YEARS

2013-2015

AUTHORS

Larisa Soldatova

TITLE

Learning to learn how to design drugs

ABSTRACT

A key step in developing a new drug is to learn quantitative structure activity relationships (QSARs). These are mathematical functions that predict how well chemical compounds will act as drugs. QSARs are used to guide the synthesis of new drugs. The current situation is: 1) There is a vast range of approaches to learning QSARs. 2) It is clear from theory and practice that the best QSAR approach depends on the type of problem. 3) Currently the QSAR scientist has little to guide her/him on which QSAR approach to choose for a specific problem. We therefore propose to make a step-change in QSAR research. We will utilise newly available public domain chemoinformatic databases, and in-house datasets, to systematically run extensive comparative QSAR experiments.
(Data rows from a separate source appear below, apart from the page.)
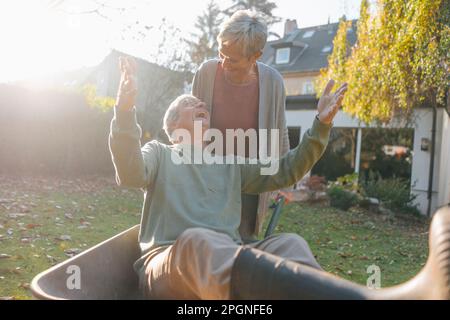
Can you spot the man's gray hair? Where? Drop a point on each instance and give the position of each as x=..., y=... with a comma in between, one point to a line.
x=248, y=29
x=171, y=114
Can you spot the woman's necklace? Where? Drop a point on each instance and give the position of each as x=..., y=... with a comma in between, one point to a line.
x=250, y=77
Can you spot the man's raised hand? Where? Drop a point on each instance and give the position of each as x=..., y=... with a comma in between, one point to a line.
x=126, y=95
x=329, y=103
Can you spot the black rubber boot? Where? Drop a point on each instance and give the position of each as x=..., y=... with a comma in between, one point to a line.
x=259, y=275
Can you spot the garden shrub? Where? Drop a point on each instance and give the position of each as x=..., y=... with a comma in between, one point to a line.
x=341, y=198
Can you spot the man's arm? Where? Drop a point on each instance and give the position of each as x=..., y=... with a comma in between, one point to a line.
x=291, y=167
x=135, y=167
x=299, y=161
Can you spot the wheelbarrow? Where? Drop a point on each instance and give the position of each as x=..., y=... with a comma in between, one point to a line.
x=105, y=271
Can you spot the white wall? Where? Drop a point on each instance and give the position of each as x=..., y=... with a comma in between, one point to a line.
x=421, y=159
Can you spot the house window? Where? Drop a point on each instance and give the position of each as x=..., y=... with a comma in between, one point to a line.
x=308, y=34
x=282, y=55
x=308, y=88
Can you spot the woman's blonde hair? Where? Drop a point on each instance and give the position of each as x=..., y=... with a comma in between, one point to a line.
x=247, y=29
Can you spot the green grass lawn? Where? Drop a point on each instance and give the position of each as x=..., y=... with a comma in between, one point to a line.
x=42, y=220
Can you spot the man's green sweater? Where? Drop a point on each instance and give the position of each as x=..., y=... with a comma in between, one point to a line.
x=182, y=196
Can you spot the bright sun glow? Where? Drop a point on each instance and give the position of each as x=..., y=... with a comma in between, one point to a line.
x=39, y=40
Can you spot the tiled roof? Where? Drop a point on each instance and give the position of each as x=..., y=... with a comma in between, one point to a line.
x=307, y=53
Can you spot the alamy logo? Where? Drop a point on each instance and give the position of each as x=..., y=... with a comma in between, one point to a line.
x=213, y=152
x=74, y=279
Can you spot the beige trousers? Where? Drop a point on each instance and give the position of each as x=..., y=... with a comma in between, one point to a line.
x=198, y=265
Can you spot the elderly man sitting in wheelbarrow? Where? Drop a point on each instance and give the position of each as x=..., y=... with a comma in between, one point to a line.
x=189, y=237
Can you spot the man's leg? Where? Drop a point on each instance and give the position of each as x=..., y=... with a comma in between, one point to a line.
x=197, y=266
x=260, y=275
x=289, y=246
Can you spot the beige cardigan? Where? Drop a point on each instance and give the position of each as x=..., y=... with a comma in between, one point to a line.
x=272, y=104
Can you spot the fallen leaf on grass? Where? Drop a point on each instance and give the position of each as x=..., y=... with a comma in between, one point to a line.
x=33, y=225
x=24, y=285
x=64, y=237
x=73, y=251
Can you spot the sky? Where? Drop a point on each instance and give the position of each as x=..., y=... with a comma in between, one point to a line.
x=41, y=37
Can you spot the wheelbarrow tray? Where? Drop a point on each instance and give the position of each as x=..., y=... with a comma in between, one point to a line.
x=105, y=272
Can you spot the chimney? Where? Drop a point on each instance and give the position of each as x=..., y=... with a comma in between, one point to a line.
x=289, y=26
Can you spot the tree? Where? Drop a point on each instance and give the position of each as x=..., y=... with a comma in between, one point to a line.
x=401, y=59
x=205, y=44
x=265, y=7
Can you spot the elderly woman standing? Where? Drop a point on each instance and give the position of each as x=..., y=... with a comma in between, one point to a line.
x=244, y=93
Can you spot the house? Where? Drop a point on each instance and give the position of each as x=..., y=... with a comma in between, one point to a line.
x=301, y=53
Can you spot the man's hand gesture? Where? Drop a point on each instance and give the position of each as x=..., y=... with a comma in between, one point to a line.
x=126, y=95
x=329, y=103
We will then generalise these results to learn which target-type/ compound-type/ compound-representation /learning-method combinations work best together. We do not propose to develop any new QSAR method. Rather, we will learn how to better apply existing QSAR methods. This approach is called "meta-learning", using machine learning to learn about QSAR leaning. We will make the knowledge we learn publically available to guide and improve future QSAR learning.

FUNDED PUBLICATIONS

  • Cheaper faster drug development validated by the repositioning of drugs against neglected tropical diseases.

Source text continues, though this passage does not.